On more personal levels we rediscovered untold joy in our immediate surroundings, in slowing down, in learning to be more self sufficient, in feeling grass between our toes and basking in the sun, in spending more quality time with loved ones. We found new meaningful ways to connect with others, embraced long forgotten hobbies, realised how little we need to thrive as human beings. Our communities blossomed with neighbours looking out for one another, helpers springing up from every nook and cranny. Not to give the pandemic too much credit but many of us learnt how to totally redefine ourselves in little lives that no longer included a 9-5 as the main anchor point.

Of course by ‘us’ I mean ‘me’ and by ‘learnt how to totally redefine ourselves’ I mean ‘floundered for a long time, suffered almost crippling bouts of doubt and uncertainty, almost single handedly kept Thatchers in business, started watching The Walking Dead again – ditched it 10 mins in – waaaaay too soon, read a lot, created almost nothing and lived braless in dungarees’. But I digress.

But what now? How do we ensure that the ‘new normal’ loses its quotation marks and prefix and just becomes the way it is? Dungarees included.

I cannot speak for the rest of humankind but I do know that, amidst the fear and cider, the last few months has changed me in ways I couldn’t possibly have anticipated and given me space to take stock which is a rare gift.

I’ve rediscovered a resilience I thought I’d lost (yes, it wobbles but it’s there). I found time and space to consider the life I’d like to lead going forward – trying to figure out how to pay my bills in this new normal without chipping away at my soul to do it. Spent a lot of time thinking about this little internet space and how to use it to both meet my creative need and offer something of value to the people who still somehow end up here. Tried to re-prioritise the things, people and experiences that spark joy whilst bumping those energy sucking elements down the list. Found peace by the water and in the fields with my unruly pack of dogs. Re-affirmed my love of yoga and unwrapped a thrill in teaching it I wasn’t sure would ever surpass the fear in doing so. Soaked up the gentle comfort in the many golden sunsets that just kept rolling in. Got to know my local shopkeepers better than ever before as we all tried to support one another.

That sounds relentlessly perky which is not the overriding feeling much of the time. I too constantly battle the despair, lack of control and fear that such uncertainty brings but what else is there to do but take personal responsibility, lean into the discomfort and evolve with it? The new normal might just be here to stay and it might not be an altogether bad thing. It is terrifying, unsettling and has kicked so many of us off balance but there is opportunity here.

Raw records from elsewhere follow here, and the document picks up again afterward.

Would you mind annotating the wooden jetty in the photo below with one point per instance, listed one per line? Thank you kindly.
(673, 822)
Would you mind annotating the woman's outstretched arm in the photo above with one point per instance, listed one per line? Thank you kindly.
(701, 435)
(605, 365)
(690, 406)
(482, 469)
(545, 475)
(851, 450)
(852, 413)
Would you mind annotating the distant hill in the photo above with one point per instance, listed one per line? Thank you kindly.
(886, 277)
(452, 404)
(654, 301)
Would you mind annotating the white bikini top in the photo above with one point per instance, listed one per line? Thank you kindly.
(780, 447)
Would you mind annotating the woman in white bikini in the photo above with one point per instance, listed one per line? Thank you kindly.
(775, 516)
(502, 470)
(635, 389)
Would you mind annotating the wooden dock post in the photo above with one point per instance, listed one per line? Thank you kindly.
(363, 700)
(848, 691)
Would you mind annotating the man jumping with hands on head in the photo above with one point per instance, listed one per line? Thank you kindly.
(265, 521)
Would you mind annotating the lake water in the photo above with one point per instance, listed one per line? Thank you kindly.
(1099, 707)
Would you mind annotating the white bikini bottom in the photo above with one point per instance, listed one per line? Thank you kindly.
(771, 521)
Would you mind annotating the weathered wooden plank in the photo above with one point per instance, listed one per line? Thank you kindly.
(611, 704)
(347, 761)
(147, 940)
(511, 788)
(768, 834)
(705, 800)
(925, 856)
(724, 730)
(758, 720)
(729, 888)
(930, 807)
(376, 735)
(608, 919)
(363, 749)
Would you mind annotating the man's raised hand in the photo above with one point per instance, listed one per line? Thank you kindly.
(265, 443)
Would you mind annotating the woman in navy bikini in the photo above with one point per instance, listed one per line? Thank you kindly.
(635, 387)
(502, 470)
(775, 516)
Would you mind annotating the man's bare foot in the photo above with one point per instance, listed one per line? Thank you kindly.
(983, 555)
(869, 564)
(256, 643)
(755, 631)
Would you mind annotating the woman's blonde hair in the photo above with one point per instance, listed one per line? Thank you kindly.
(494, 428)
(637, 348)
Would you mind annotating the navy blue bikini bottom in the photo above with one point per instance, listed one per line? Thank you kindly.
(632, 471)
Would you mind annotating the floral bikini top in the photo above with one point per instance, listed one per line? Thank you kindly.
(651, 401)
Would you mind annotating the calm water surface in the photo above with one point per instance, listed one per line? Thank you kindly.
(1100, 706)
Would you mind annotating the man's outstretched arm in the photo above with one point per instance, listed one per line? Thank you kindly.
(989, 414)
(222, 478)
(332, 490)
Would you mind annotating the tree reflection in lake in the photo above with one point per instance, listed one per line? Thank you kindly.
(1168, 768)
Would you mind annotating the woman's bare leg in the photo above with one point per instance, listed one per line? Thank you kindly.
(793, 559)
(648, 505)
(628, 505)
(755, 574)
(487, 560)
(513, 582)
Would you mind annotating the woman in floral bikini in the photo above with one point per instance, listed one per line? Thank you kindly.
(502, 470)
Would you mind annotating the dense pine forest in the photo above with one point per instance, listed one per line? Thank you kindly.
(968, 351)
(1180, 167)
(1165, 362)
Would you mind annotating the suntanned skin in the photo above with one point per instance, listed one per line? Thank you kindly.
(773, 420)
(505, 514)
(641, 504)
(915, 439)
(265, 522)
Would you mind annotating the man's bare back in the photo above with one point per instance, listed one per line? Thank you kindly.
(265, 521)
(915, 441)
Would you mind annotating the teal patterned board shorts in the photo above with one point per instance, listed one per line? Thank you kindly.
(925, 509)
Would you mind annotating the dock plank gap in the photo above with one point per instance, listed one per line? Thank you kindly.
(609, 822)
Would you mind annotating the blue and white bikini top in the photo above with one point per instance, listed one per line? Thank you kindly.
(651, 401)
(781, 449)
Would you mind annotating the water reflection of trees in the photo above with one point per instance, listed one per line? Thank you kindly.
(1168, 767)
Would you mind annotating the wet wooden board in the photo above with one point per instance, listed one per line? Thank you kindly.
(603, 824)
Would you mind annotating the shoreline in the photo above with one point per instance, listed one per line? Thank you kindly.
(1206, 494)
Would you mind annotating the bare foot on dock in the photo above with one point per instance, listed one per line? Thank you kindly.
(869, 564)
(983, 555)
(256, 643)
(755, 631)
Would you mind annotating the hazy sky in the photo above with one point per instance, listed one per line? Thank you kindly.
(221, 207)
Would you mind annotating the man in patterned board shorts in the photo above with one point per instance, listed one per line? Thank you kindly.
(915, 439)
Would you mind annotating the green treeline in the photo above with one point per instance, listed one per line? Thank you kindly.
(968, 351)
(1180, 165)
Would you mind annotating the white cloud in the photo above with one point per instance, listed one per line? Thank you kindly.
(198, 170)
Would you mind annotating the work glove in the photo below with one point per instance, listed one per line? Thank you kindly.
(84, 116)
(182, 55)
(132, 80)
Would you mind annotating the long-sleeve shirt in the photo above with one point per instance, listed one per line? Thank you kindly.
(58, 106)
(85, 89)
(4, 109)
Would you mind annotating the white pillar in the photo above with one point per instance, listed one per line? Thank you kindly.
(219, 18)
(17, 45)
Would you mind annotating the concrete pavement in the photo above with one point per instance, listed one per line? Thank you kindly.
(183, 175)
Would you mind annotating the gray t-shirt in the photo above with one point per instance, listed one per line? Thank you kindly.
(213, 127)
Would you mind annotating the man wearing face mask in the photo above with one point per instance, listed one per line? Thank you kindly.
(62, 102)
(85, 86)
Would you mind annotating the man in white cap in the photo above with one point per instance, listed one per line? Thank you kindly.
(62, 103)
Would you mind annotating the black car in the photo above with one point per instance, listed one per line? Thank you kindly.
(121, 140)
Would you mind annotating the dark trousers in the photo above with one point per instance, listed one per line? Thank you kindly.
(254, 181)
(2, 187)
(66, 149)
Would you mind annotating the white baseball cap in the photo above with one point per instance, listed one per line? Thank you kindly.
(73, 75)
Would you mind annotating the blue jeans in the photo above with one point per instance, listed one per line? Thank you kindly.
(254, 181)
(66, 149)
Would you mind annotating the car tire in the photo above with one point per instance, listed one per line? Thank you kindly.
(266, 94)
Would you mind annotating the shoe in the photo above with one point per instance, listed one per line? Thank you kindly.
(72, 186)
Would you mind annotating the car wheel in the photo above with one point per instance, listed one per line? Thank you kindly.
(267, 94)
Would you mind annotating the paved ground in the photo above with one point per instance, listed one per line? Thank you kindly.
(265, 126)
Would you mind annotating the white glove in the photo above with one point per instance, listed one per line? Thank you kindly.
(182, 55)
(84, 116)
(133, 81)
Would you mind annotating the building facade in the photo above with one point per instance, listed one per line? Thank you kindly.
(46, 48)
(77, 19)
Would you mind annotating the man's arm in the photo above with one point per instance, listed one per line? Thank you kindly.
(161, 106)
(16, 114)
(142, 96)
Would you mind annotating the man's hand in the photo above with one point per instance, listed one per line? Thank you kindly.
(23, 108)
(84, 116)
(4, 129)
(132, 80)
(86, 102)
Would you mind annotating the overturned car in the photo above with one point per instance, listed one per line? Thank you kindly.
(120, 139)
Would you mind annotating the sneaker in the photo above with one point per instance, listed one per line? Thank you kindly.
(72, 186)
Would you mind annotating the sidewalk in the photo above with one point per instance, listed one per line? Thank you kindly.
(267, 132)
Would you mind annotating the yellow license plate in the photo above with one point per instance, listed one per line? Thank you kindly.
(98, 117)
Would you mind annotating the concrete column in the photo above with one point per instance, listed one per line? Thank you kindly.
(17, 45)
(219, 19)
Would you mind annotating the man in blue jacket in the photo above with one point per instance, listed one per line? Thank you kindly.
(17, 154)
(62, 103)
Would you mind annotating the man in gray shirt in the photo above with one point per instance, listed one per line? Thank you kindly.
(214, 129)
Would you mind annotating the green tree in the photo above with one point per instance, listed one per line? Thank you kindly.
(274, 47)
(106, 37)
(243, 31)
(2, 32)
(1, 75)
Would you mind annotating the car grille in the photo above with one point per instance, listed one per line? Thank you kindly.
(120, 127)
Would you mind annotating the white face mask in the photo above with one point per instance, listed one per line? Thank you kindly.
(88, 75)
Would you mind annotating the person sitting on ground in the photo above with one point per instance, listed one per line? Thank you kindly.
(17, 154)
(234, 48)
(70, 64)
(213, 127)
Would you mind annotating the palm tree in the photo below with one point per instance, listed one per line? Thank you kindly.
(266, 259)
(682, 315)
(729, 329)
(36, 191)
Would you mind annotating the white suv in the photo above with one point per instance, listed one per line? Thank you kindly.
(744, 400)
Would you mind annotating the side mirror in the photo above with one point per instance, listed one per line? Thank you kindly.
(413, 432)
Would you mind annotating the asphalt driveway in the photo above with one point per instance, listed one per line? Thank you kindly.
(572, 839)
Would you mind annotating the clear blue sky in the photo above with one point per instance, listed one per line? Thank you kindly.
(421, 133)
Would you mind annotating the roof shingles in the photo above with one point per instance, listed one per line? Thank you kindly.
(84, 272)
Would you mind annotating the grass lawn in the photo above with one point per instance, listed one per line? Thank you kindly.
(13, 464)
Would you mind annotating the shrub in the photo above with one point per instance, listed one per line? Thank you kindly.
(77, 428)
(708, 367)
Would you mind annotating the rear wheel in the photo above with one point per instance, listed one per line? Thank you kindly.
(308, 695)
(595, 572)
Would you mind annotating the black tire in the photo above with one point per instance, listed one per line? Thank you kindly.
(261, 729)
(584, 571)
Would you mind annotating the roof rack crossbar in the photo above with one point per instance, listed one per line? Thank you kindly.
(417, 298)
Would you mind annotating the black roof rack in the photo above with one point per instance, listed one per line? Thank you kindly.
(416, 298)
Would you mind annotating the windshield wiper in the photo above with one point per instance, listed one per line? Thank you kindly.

I know beyond a shadow of a doubt that I speak from a position of enormous privilege – I was lucky to have an income for most of this period, the security of my home and a safe place to spend my days, to live so very close to beautiful outdoor spaces to enjoy, to be locked down with those I love and not to have suffered the losses that many of us have. There is of course enormous privilege just by virtue of the country I happened to be born in – I do not live in a war zone, or surrounded by abject poverty or without some element of control over my own destiny and I will forever be grateful for that.

The next few months are likely to be as tough as the last few as we face local lockdowns, mask outrage (just, don’t), mass unemployment, yet more fumbling from politicians whose priorities are often skewed and murky and a struggling economy but perhaps if we can all find a little room to focus on the kind of world we want to live in and take small, personal steps towards creating that for ourselves, collectively we can keep the parts of this new normal that really do make the planet an undeniably better place.

We’ve got this. But right now, in this moment, how are YOU?

*NB This is in NO WAY calling this government responsible. Merely highlighting how much they managed to harvest from the magic money tree when the economy was hit by a crippling pandemic. This does not change the last decade of continuously stripping our public services out of all function and perpetually neglecting the most vulnerable in our society. Preach out.